Ahora, en torno a lo último, se agrega, que la subordinación no aparece desvirtuada, como lo reclama la accionada, con la suscripción de los contratos, cuentas de cobro de honorarios, actas de liquidación o presentación mensual de informes, porque, en aplicación del principio de la primacía de la realidad sobre las formas del artículo 53 superior, no pasan de ser simples formalidades superadas por las reales condiciones en que ocurrió la contratación. En ese norte lo comprendió la Corporación en sentencia CSJ SL16528-2016, donde se reiteró: El principio protector de la primacía de la realidad, consistente en darle prelación a las circunstancias que rodearon la relación jurídica, más que a la forma que resulte del documento contractual o cualquier otro que hayan suscrito o expedido las partes, que conlleva necesariamente a que son aquellas particularidades que se extraen de la realidad las que se deben tener en cuenta y no otras a fin de determinar el convencimiento diáfano del Juez con respecto a los servicios prestados por una persona natural y que se reclaman en una acción judicial, que configuren un contrato de trabajo.

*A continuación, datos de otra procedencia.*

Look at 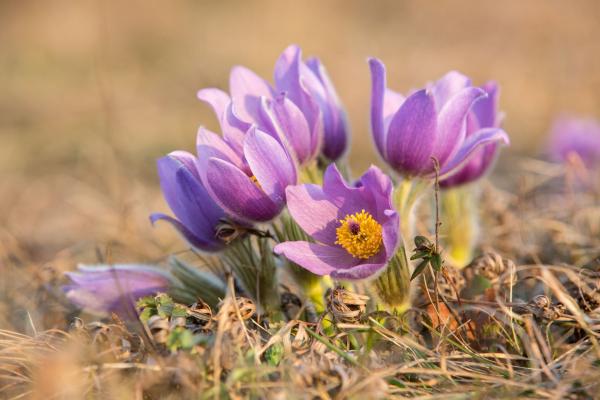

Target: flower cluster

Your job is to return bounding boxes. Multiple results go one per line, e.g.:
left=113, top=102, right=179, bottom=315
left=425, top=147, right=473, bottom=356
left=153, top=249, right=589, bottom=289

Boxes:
left=67, top=46, right=508, bottom=318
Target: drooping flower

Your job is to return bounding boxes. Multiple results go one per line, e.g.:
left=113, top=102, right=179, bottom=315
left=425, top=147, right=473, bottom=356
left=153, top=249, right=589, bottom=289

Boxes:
left=549, top=116, right=600, bottom=168
left=150, top=151, right=225, bottom=251
left=440, top=81, right=503, bottom=188
left=369, top=58, right=508, bottom=177
left=63, top=264, right=175, bottom=316
left=275, top=45, right=349, bottom=161
left=198, top=46, right=348, bottom=165
left=274, top=164, right=399, bottom=279
left=197, top=127, right=298, bottom=222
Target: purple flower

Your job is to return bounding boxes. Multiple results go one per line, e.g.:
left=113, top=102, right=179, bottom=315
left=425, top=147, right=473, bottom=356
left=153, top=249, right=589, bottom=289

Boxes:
left=369, top=58, right=508, bottom=177
left=440, top=82, right=503, bottom=188
left=549, top=116, right=600, bottom=168
left=150, top=151, right=225, bottom=251
left=63, top=264, right=174, bottom=317
left=197, top=127, right=298, bottom=222
left=274, top=164, right=399, bottom=279
left=198, top=46, right=347, bottom=165
left=275, top=46, right=349, bottom=161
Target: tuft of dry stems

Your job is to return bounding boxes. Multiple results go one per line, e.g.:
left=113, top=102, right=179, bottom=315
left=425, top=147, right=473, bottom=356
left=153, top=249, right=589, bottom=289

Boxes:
left=0, top=160, right=600, bottom=399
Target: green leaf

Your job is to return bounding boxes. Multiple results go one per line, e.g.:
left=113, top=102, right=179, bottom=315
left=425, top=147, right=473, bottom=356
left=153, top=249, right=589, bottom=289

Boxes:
left=429, top=253, right=442, bottom=271
left=140, top=307, right=156, bottom=322
left=410, top=251, right=431, bottom=260
left=410, top=259, right=429, bottom=281
left=415, top=236, right=431, bottom=249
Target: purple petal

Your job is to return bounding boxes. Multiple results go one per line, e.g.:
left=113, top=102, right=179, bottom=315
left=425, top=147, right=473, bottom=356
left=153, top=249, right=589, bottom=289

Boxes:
left=286, top=185, right=340, bottom=245
left=275, top=46, right=325, bottom=149
left=168, top=150, right=200, bottom=179
left=306, top=58, right=349, bottom=160
left=440, top=128, right=510, bottom=178
left=196, top=88, right=231, bottom=121
left=433, top=87, right=487, bottom=167
left=369, top=58, right=387, bottom=159
left=205, top=158, right=283, bottom=222
left=261, top=95, right=315, bottom=165
left=386, top=90, right=436, bottom=175
left=229, top=66, right=273, bottom=122
left=273, top=242, right=358, bottom=275
left=244, top=128, right=297, bottom=206
left=431, top=71, right=471, bottom=111
left=150, top=213, right=223, bottom=251
left=196, top=126, right=244, bottom=176
left=440, top=143, right=498, bottom=188
left=157, top=156, right=225, bottom=250
left=471, top=81, right=500, bottom=128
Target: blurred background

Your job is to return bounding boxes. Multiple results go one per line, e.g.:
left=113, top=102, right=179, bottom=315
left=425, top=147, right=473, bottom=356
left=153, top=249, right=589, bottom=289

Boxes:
left=0, top=0, right=600, bottom=330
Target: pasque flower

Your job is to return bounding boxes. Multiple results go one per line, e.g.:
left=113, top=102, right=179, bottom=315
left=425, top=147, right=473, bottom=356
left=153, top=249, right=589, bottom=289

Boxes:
left=63, top=264, right=174, bottom=316
left=549, top=116, right=600, bottom=168
left=274, top=164, right=399, bottom=279
left=197, top=126, right=298, bottom=222
left=369, top=58, right=508, bottom=177
left=198, top=46, right=348, bottom=165
left=150, top=151, right=225, bottom=251
left=440, top=81, right=503, bottom=188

Y en sentencia CSJ SL981-2019, cuando precisó: «[ ] Tampoco cabe inferir la autonomía de la actora con base en las actas, informes, pólizas, ofertas de servicios y demás documentales, pues estas no pasan a ser más que una formalidad y nada dicen sobre la manera en que aquella ejecutó [sus] actividades [ ]». En igual sentido, no resulta atendible acudir a la autorización prevista en el numeral 3° del artículo 32 de la Ley 80 de 1993, para justificar la celebración de múltiples contratos de prestación de servicios, pues resultan admisibles, únicamente, cuando las actividades relacionadas con la administración o funcionamiento de la entidad no puedan realizarse con personal de planta, lo que implica que, la actividad contratada debe estar medida por la temporalidad y excepcionalidad, por lo cual, como en el caso, cuando las actividades atendidas a través de esta clase de contratación demanden una permanencia superior o indefinida, de modo tal que se desborde su transitoriedad, es necesario que la entidad contemple en su respectiva planta los cargos necesarios para desarrollarlas.

Ahora, no desconoce la Sala, que el recurrente prestó sus servicios en diferentes dependencias de la entidad; sin embargo, esa diversidad de empleos constituye un ejemplo más del ejercicio del poder de subordinación, traducido en el ius variandi que ejercía la empleadora, en tanto que, si se repara en las cláusulas contractuales, siempre lo hizo en torno a brindar «apoyo técnico» en los asuntos que en torno a la misión institucional se requiriera en cada una de las dependencias, quedando a cargo del coordinador, gerente o director del área, la delegación de actividades específicas.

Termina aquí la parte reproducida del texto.